I never bothered trying to take the weight off until a little bit after high-school.  At that time, I was fortunate enough to get to experience an average sized body for about 2 years.  I lost 62 lbs. in just under 4 months by exercising 4 times a week and eating extremely healthy.  I was drinking a gallon of water a day.  To this day I firmly believe I took a healthy approach to the weight loss.  I felt better than ever before regardless of how fast the weight came off.  I wasn't starving myself by any means.  But there is truth in the fact that the weight came off fast and I feel that the new habits I created were not strong enough by the time new life experiences came about.  It was easier to go back to the 'easier' way of doing things.  2 years later, most of the weight was back and I was purchasing big clothes again. 

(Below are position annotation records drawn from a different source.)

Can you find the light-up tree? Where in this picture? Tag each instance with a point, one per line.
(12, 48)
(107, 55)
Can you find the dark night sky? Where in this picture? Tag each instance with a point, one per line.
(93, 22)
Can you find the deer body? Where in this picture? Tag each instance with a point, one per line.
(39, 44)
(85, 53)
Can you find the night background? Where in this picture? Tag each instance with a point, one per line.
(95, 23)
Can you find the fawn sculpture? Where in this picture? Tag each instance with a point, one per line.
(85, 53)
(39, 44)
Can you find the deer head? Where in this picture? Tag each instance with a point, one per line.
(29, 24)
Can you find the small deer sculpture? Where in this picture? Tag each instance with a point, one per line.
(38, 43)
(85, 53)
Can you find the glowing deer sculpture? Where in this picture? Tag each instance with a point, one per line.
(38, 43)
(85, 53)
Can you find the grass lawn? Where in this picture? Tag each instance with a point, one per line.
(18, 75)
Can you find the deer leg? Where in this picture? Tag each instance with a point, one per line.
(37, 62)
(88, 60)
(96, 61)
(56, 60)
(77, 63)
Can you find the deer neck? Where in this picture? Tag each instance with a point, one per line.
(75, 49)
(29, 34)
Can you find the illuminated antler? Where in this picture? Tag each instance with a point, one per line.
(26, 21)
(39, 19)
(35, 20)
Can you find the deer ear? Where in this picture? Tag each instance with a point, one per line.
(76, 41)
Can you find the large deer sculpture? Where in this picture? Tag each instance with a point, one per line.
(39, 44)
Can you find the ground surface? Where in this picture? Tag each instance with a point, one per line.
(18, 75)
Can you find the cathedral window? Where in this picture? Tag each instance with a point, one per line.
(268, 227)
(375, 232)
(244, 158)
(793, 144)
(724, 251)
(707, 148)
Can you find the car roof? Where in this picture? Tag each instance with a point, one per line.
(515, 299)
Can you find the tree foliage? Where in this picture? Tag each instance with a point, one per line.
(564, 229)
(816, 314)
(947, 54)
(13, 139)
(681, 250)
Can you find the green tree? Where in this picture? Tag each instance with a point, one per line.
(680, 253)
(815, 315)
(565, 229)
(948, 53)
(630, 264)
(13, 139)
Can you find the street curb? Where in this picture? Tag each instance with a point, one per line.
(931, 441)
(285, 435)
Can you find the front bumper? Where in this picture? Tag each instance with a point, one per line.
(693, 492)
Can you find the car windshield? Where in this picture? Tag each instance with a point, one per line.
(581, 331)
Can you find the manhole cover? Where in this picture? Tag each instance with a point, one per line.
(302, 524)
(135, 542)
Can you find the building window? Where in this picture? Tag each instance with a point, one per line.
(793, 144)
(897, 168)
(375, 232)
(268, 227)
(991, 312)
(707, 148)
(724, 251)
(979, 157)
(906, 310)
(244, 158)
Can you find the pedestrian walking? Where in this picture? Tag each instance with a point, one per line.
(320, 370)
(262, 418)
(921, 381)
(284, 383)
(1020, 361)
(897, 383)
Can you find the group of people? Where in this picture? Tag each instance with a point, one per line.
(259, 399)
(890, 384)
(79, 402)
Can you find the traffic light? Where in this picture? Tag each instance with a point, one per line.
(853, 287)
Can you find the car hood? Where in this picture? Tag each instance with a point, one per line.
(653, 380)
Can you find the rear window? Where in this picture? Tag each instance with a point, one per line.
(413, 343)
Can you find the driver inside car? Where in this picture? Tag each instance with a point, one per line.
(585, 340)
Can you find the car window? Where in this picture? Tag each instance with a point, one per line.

Since then it's been a roller-coaster ride.  I'm 220 lbs. as I write this.  When I lost all the weight I was 158 lbs.  Over the course of the last 6 years I've bounced time and time again, anywhere from 190 to 240 lbs.  240 lbs was my absolute worst.  I had never weighed that much before and when I realized I was wearing size 40" waist jeans I immediately worked to get that back down to 220.  It seems that 220 has been the magic number.  I have no problem keeping that weight.  But I'm still fat.  Fat enough that I'm 5'8" and wearing size 38" jeans.

So I'm on a mission to obliterate this weight once and for all.  I would like to try multiple methods including a lot of what I used originally so that over the course of 1 year, I will be somewhere in the range of 150 to 160 lbs.  That means I need to lose 60 to 70 lbs.  Now I know what some of you are saying, the number doesn't matter - but I've done this before, I know where my weight SHOULD be and I know that the numbers are what helps the motivation.  My goal is in site, and that is step one. 

I've decided to catalog the process.  The way I see it, what better way to motivate yourself than to be able to see it happening from day one?  Especially if other people are reading it and (hopefully) being motivated as well.  When I lost the weight in 1998 I wished time and time again, and I still do, that I had kept a journal of it, how I felt, what was going through my mind, what I changed in the process and why I changed it, weekly pictures documenting the physical aspect and changes as well as what I found helped and what didn't help.  Everyday at that time was a learning process, but how easily it can be forgotten.  I'd like to rekindle the motivation and determination as well as take advantage of the opportunities of doing it a second time - taking care of what I didn't take care of the first time.

Tomorrow marks day one.  August 1st, 2006 marks the grand finale.  369 days cataloging every facet of a life-change that comes up.  What happens from now until then will be historical!